I know what they mean.
They mean “we want to find what we want”.
But Google isn’t actually very good at this when what you want is a specific thing.
Where Google excels is search problems where we can define the search problem as:
- Show me something popular.
- Show me some information about a thing, I don’t really care where it comes from – just that it’s popular.
- Show me some information about a thing, I don’t really care if it’s trustworthy or not, just that lots of people link to it.
- Show me some information, I don’t care whether or not it’s findable in a week or a month.
Google solves the problem of finding what’s popular, now.
Business search problems though, are almost always about what’s unpopular, specific and authoritative.
And Google isn’t very good at those.
For what it’s worth, Google recognises that the search it provides isn’t the right search for every situation, it’s why we have Google Scholar.

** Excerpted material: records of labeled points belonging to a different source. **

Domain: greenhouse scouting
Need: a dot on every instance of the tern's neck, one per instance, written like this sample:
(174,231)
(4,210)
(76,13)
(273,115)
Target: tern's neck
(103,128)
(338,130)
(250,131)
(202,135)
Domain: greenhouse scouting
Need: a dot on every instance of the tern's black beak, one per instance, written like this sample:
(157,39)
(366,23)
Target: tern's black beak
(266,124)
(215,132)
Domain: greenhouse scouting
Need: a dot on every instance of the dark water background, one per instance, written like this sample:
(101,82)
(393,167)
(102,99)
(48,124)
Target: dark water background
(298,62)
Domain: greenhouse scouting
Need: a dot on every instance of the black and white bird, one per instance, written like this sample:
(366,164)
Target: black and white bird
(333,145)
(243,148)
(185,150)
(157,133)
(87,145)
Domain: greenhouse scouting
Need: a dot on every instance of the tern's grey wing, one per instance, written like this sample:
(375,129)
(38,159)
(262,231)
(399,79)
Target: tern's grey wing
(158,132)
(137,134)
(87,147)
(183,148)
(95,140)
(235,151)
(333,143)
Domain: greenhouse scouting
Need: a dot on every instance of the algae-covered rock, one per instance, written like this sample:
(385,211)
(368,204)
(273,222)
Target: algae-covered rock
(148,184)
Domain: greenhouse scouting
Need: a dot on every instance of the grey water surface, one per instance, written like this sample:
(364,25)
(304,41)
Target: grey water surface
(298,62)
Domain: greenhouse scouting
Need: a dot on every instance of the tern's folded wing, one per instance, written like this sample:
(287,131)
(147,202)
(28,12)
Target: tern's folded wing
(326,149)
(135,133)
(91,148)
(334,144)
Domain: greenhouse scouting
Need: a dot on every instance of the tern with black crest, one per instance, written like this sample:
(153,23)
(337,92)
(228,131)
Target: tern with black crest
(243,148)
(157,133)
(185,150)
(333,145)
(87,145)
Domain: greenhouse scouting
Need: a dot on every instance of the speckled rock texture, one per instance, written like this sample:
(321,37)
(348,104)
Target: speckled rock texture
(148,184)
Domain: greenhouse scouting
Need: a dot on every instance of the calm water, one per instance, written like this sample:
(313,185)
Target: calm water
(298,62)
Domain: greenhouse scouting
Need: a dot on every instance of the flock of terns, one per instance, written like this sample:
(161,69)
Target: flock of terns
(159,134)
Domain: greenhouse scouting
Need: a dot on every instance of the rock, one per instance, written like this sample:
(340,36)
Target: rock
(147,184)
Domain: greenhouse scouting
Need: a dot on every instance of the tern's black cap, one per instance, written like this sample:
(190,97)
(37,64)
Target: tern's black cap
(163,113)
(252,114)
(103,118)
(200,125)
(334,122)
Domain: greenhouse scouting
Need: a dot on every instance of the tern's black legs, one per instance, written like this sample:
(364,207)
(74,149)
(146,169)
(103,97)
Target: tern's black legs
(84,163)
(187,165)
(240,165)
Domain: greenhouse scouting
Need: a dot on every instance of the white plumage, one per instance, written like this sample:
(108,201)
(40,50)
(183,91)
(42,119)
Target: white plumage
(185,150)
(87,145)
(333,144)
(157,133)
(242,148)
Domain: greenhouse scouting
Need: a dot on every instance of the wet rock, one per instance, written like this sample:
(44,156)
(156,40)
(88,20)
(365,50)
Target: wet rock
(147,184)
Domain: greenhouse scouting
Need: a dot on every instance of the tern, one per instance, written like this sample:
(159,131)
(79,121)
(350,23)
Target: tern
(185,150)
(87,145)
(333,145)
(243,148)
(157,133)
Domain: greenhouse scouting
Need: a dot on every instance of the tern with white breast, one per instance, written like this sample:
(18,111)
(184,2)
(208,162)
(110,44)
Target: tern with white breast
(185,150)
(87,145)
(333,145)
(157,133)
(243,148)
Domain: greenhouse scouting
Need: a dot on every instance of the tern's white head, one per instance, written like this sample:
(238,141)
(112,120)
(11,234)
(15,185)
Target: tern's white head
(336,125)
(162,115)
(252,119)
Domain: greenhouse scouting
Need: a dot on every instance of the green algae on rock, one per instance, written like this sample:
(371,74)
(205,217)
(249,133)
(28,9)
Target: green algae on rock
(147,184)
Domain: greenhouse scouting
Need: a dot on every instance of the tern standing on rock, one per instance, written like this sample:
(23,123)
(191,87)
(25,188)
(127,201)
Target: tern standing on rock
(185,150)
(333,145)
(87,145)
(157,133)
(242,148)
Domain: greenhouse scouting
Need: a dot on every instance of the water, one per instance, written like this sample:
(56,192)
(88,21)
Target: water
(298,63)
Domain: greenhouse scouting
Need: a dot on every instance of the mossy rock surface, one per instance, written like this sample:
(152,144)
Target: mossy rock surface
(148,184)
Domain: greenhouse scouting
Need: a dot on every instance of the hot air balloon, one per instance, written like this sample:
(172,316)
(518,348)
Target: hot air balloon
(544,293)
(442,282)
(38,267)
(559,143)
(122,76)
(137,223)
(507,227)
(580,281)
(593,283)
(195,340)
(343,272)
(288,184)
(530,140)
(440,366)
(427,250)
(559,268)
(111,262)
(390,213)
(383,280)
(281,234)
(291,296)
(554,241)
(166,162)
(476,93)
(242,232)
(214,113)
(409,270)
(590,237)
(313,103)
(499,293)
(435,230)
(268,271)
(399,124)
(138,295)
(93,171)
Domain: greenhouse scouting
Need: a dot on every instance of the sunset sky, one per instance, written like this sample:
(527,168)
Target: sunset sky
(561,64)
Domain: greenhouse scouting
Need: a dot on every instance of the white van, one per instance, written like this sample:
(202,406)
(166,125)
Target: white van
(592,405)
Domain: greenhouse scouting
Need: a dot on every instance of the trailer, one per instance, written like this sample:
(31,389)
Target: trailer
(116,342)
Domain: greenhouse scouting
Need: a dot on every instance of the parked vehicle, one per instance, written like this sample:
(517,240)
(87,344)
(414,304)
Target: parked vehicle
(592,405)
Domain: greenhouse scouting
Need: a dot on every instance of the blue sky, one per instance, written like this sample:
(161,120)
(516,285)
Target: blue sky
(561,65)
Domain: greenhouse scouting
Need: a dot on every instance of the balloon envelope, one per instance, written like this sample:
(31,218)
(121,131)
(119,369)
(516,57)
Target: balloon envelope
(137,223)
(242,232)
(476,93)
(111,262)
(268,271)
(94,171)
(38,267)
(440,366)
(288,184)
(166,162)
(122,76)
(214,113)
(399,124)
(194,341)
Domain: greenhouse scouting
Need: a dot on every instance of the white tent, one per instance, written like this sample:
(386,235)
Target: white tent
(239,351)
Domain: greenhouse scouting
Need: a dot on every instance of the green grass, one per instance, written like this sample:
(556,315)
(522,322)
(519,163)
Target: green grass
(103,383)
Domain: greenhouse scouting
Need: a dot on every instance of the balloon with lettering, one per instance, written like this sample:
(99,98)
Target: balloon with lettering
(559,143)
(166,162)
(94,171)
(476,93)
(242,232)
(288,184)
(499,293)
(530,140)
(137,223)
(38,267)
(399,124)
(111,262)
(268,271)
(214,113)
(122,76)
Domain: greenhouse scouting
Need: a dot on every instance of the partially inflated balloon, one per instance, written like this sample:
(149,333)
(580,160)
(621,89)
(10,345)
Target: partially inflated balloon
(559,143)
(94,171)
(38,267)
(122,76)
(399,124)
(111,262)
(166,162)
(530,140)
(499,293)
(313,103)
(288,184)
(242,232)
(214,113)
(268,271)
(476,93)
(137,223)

1 thought on “How to explain to people in your business that Google.com isn’t really very good at the kind of search they want.”
I think Google is better at finding specifics than you give it credit for. But I agree that consumer search behaviour is very different to search behaviour inside organisations (both in terms of what people are looking for and the corpus of content that they are searching over).
A problem is that most people have no idea how Google works – it is just “magic”. Which means that they assume that the Google experience is simply the result of a whizzy bit of software – rather than the efforts of hundreds over thousands of people and tens of billions of dollars over the course of 20 years.